初回治療例と前治療再燃例ではSVR率が9割
 それでは、試験結果を順に見ていきましょう。いずれの試験も、ゲノタイプ1型かつ高ウイルス量という難治例で20〜70歳の患者が対象になっています。

 CONCERTO-1は、インターフェロン(IFN)やPEG-IFNなどを含めC型肝炎治療を受けたことがない患者が対象でした(参考記事「初回治療のC型肝炎へのsimeprevir含む3剤併用療法で高い著効率」)。PEG-IFNα-2a+RBVにSMVを併用する24週間の治療により(3剤併用は最初の12週、残りの12週はPEG-IFNα-2a+RBVの2剤併用)、投与終了後24週目の著効(sustained virological response:SVR)率は88.6%と、9割弱が治ったのです。一方、対照としたプラセボ群(PEG-IFNα-2a+RBVの48週投与)では56.7%と、有意差が認められました(図1)。

 CONCERTO-2は、IFN療法を24週以上受けたものの治療中に1回もウイルスが消失しなかった、前治療無効例を対象にした試験です(参考記事「simeprevir含む3剤併用療法はC型肝炎の前治療無効・再燃例にも有効」)。PEG-IFNα-2a+RBVにSMVを併用する治療を12週間行う群と24週間行う群に分けて行いました(12週間の群は、13週目からはPEG-IFNα-2a+RBVを投与)。その結果、12週間群における投与終了後24週目のSVR率は50.9%で、前治療では一度もウイルスが消えなかった患者でも半数が治りました。一方、24週間群は35.8%と、治療期間が長かったにもかかわらず12週間群より低かったので、恐らく12週間の治療でよいとなるでしょう。

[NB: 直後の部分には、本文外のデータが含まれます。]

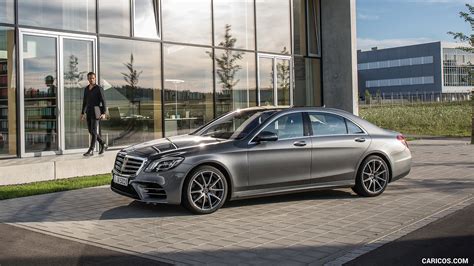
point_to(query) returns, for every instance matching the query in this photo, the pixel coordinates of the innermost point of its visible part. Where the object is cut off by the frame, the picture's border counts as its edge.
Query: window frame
(306, 132)
(157, 13)
(310, 128)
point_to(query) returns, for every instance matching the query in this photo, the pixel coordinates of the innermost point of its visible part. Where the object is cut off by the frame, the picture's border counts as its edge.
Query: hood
(166, 145)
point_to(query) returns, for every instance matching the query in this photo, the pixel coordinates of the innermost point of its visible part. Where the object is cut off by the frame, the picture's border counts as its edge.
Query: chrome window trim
(343, 116)
(284, 112)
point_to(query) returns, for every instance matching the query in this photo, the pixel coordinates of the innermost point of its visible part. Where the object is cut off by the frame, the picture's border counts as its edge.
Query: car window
(236, 125)
(353, 128)
(327, 124)
(287, 126)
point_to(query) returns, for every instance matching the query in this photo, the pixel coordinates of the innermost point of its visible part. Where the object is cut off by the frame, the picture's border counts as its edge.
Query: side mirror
(266, 136)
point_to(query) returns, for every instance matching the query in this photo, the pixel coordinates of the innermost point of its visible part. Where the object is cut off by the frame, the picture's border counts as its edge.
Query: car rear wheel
(372, 177)
(205, 191)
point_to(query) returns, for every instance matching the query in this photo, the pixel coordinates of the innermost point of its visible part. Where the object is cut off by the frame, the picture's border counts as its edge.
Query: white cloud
(366, 44)
(432, 1)
(363, 16)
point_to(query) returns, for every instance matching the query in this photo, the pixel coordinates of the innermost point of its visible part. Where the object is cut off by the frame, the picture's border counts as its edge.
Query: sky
(392, 23)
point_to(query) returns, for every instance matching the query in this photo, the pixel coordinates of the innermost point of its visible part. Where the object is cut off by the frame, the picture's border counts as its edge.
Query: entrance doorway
(275, 81)
(53, 74)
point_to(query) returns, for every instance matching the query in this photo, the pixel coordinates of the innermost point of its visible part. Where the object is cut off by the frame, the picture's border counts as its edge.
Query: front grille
(151, 190)
(128, 165)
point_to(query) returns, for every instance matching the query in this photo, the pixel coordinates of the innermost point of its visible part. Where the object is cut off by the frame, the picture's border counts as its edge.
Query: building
(167, 66)
(424, 68)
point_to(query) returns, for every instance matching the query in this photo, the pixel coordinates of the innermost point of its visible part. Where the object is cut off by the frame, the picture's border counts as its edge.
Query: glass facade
(131, 78)
(188, 96)
(58, 14)
(274, 26)
(187, 21)
(8, 130)
(6, 11)
(167, 67)
(457, 66)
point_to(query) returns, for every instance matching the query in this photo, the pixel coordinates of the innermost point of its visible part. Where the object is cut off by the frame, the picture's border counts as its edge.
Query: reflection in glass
(131, 78)
(65, 14)
(78, 61)
(299, 29)
(187, 21)
(146, 18)
(313, 28)
(6, 11)
(283, 81)
(235, 80)
(238, 15)
(40, 93)
(273, 26)
(188, 88)
(114, 17)
(307, 73)
(266, 76)
(7, 92)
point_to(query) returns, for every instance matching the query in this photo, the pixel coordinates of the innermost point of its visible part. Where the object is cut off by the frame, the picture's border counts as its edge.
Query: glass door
(39, 93)
(274, 79)
(77, 60)
(53, 74)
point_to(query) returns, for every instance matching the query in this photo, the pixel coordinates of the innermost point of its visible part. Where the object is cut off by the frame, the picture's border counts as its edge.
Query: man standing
(93, 105)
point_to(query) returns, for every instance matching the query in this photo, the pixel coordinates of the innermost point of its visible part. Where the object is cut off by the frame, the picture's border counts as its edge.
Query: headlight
(164, 164)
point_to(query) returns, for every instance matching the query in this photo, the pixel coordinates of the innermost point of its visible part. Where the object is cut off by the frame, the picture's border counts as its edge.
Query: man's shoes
(89, 152)
(103, 147)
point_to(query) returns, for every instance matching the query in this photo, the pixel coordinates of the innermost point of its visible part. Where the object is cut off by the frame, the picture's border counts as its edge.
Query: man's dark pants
(92, 126)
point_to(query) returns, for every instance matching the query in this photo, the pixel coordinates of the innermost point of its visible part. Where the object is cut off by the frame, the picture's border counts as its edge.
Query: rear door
(284, 162)
(337, 146)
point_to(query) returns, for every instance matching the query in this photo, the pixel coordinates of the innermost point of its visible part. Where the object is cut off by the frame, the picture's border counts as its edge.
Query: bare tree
(469, 39)
(131, 78)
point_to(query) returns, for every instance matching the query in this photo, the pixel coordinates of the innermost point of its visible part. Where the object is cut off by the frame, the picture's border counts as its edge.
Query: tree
(227, 64)
(72, 75)
(131, 78)
(469, 39)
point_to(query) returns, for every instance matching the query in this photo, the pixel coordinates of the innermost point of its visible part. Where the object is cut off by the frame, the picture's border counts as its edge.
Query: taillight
(403, 140)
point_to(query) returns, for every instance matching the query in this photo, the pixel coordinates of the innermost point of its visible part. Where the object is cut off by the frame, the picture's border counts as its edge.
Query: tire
(372, 178)
(205, 190)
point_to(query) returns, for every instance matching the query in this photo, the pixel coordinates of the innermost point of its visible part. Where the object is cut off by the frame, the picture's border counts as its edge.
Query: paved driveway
(320, 227)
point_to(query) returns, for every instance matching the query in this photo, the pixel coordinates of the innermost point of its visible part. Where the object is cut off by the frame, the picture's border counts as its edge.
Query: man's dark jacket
(94, 97)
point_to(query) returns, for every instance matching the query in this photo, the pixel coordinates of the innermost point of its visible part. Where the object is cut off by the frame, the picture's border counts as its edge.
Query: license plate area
(120, 180)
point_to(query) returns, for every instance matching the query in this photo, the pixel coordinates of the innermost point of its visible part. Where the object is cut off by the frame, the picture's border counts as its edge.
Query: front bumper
(163, 187)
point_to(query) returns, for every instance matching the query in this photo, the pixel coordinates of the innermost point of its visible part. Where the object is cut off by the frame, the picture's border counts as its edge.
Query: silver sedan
(262, 151)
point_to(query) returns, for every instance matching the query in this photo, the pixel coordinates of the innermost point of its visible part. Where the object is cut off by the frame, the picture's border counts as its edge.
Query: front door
(285, 162)
(53, 69)
(275, 83)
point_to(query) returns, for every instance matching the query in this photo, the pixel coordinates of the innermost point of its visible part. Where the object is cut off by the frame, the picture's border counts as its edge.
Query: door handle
(300, 143)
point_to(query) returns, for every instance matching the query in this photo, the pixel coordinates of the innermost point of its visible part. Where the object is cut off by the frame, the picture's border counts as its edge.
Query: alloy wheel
(206, 190)
(375, 176)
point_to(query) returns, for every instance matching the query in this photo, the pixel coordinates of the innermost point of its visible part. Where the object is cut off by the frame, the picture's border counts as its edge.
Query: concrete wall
(339, 54)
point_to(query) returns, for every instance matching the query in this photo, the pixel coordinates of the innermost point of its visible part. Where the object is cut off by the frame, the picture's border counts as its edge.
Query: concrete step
(27, 170)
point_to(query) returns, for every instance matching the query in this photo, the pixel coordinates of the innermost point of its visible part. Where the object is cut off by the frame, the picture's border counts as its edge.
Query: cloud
(366, 44)
(363, 16)
(431, 1)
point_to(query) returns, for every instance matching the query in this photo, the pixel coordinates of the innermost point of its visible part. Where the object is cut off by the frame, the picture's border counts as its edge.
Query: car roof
(369, 127)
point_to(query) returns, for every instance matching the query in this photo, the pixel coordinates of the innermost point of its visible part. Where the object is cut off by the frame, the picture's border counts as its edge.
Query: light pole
(175, 82)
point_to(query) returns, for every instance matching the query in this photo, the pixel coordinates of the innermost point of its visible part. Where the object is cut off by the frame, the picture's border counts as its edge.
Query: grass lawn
(428, 119)
(15, 191)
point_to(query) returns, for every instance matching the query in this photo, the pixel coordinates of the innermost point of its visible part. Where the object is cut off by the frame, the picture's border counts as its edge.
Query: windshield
(236, 125)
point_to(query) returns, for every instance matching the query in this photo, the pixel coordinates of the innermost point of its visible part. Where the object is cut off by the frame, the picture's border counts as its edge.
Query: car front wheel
(205, 191)
(372, 177)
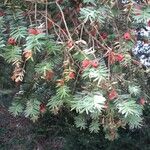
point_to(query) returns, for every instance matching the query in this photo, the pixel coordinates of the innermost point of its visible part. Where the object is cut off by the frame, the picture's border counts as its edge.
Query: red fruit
(1, 13)
(95, 63)
(112, 94)
(127, 36)
(71, 75)
(119, 57)
(86, 63)
(142, 101)
(42, 108)
(104, 35)
(11, 41)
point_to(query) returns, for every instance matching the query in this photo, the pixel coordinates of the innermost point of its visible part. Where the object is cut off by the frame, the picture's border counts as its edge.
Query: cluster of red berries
(88, 63)
(34, 31)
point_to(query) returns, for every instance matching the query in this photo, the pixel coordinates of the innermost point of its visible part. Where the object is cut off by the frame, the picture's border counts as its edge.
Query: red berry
(42, 108)
(112, 94)
(119, 57)
(11, 41)
(95, 63)
(71, 75)
(86, 63)
(127, 36)
(142, 101)
(34, 31)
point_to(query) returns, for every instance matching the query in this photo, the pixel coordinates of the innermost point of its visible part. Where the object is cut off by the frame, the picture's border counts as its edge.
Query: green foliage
(12, 54)
(80, 122)
(79, 51)
(143, 15)
(32, 109)
(16, 108)
(88, 102)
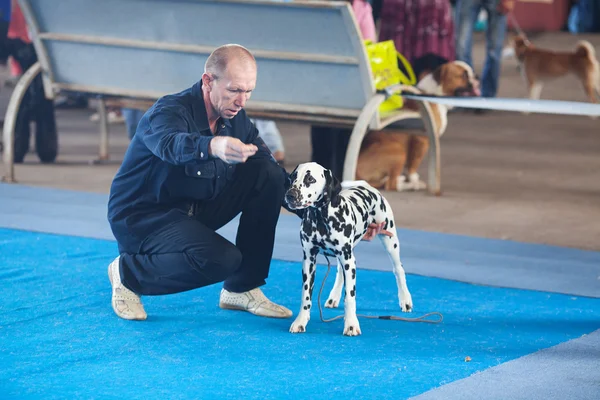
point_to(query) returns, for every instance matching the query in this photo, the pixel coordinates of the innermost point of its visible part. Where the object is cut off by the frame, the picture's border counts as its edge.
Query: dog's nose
(292, 195)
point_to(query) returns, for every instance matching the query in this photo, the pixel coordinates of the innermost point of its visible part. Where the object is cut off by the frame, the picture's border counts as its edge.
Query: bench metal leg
(10, 120)
(358, 133)
(103, 151)
(434, 176)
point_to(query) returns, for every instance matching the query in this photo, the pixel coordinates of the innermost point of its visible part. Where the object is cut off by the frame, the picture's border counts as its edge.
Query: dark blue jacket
(167, 168)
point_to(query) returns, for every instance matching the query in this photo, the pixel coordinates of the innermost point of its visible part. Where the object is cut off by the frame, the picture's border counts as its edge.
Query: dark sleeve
(264, 153)
(170, 139)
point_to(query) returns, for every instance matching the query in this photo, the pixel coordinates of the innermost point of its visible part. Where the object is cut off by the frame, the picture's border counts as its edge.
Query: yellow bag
(384, 65)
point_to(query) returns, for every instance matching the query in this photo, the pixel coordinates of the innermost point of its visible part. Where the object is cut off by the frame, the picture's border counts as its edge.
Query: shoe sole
(226, 306)
(112, 302)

 CONCERTO-3は、IFN療法を24週以上受けて投与終了後にいったん陰性化したものの、投与終了後1年以内にウイルスが再度増えた、前治療再燃例が対象です(参考記事「simeprevir含む3剤併用療法はC型肝炎の前治療無効・再燃例にも有効」)。PEG-IFNα-2a+RBV+SMVの12週投与における投与終了後24週目のSVR率は89.8%と、再燃例では9割が治るという結果でした。

 CONCERTO-4は、前述の3つの試験と異なり、PEG-IFNα-2bを用いた試験です。初回治療例、前治療無効例、前治療再燃例における投与終了後24週目のSVR率はそれぞれ91.7%、38.5%、96.6%と、PEG-IFNの種類によるSVR率に大きな差はありませんでした。

 このように、SMVを含む3剤併用療法において、初回治療例と前治療再燃例では24週目のSVR率が約9割、前治療無効例でも約5割と、有効性が高いことが分かりました。また、グレード4や重篤な有害事象は少ないといえる結果でした。